The association between total hip arthroplasty and subsequent postoperative deep venous thrombosis is of particular concern because it can lead to symptomatic venous thromboembolic events. However, controversy remains about the optimal approach to prophylaxis. Some authors recommend the use of various chemoprophylactic agents, while others advocate the use of mechanical devices or combinations. The ideal method of prophylaxis should be effective and easy to administer, have a predictable onset and duration, have minimal interaction with food or other drugs, be easily reversible, be cost effective, and have a low risk of side effects. While available chemoprophylactic agents address some of these attributes, all have substantial drawbacks. Among the most concerning effects for orthopedic surgeons is the increased risk of bleeding and hematoma formation, which can be associated with periprosthetic infections. These typically lead to additional surgical procedures and significant patient morbidity, and can adversely impact clinical outcomes.

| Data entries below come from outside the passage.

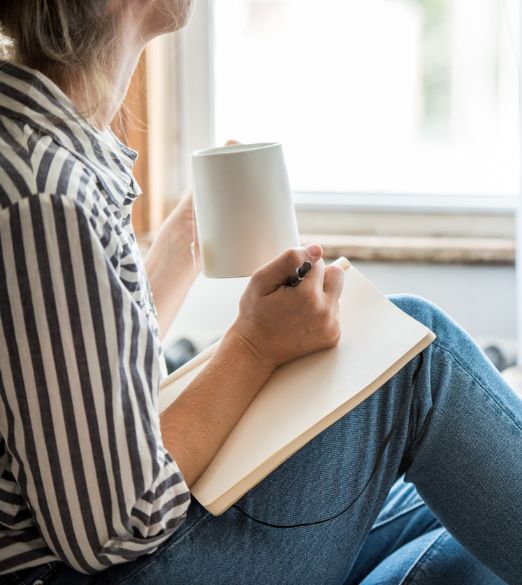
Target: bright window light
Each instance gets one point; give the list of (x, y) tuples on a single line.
[(380, 96)]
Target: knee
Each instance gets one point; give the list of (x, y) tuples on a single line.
[(422, 310)]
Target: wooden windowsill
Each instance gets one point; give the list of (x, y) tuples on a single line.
[(498, 251), (429, 250)]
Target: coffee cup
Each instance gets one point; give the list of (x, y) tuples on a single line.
[(244, 207)]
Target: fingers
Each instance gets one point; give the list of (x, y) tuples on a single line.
[(333, 281), (270, 276)]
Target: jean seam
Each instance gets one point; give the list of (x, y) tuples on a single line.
[(477, 381), (163, 551), (397, 515), (414, 566)]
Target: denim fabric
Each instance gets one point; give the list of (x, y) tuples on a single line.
[(323, 517)]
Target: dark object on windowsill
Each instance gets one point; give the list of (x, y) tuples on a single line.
[(497, 357), (179, 353)]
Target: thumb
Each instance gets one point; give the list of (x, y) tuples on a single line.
[(333, 281)]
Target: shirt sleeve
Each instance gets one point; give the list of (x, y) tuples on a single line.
[(78, 389)]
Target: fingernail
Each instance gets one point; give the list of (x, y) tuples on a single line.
[(314, 250)]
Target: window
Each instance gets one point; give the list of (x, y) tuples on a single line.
[(413, 101)]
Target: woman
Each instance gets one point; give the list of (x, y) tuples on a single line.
[(94, 485)]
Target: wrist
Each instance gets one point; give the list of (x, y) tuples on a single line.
[(245, 350)]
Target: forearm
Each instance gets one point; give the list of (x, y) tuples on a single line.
[(195, 426)]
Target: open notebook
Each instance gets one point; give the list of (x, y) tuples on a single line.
[(306, 396)]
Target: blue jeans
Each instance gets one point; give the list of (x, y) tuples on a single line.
[(421, 483)]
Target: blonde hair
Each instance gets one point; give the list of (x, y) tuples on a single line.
[(69, 41)]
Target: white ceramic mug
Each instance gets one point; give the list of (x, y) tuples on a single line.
[(244, 208)]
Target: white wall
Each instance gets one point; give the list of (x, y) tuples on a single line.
[(480, 298)]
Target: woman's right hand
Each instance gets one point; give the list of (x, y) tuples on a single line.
[(279, 323)]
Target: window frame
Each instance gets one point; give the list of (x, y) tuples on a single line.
[(414, 214)]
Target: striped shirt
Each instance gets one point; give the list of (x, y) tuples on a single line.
[(84, 476)]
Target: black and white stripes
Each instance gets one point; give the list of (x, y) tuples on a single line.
[(84, 477)]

An alternative to chemoprophylaxis is the use of pneumatic intermittent compression devices. Modern compression devices are portable and easy to use, and have a high rate of patient compliance. Several studies have demonstrated the efficacy of these devices in reducing the risk of symptomatic venous thromboembolic disease, in some cases resulting in lower mortality when compared to pharmacological agents. Additionally, these devices significantly reduce the risk of postoperative bleeding.

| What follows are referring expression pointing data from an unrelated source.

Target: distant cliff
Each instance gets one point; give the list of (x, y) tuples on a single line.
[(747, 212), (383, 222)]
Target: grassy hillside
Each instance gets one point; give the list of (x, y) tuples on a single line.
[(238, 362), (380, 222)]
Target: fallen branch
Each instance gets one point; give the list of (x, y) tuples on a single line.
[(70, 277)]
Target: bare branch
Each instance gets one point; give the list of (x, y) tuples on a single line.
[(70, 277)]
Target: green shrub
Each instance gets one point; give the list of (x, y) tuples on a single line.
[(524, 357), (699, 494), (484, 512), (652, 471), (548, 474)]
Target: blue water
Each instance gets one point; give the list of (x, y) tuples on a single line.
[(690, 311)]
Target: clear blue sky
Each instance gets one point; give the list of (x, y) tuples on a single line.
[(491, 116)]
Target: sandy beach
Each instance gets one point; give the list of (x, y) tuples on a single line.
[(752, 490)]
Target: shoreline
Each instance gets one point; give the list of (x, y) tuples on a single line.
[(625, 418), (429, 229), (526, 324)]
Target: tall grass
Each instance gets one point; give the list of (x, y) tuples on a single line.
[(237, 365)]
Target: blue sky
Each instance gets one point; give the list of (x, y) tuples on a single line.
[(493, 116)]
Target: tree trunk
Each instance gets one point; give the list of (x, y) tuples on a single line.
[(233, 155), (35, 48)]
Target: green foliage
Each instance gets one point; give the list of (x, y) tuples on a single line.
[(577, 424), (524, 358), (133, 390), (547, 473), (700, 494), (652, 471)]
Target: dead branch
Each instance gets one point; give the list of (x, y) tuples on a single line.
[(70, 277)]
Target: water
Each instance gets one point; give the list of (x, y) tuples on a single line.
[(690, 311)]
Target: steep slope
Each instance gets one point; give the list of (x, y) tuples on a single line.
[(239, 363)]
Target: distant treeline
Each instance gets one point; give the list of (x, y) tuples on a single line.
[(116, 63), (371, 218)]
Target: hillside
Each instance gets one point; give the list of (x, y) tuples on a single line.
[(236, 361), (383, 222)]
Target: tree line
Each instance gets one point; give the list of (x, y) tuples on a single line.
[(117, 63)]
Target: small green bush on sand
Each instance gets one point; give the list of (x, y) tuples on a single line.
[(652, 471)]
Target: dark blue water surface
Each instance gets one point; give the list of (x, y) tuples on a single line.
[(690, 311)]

The association between total hip arthroplasty (THA) and subsequent postoperative deep venous thrombosis (DVT) is well established, with an incidence as high as 54% reported in patients who do not receive any prophylactic anticoagulation.1 This is of particular concern because DVT may lead to serious symptomatic venous thromboembolic events such as pulmonary embolism, which in some patients can result in death. For this reason, the American Academy of Orthopaedic Surgeons guidelines recommend DVT prophylaxis following THA,2 although controversy remains about the optimal approach. While some authors and professional associations recommend the use of pharmacological prophylaxis, other groups believe that mechanical prophylaxis can be an equivalent, and sometimes a more optimal, solution.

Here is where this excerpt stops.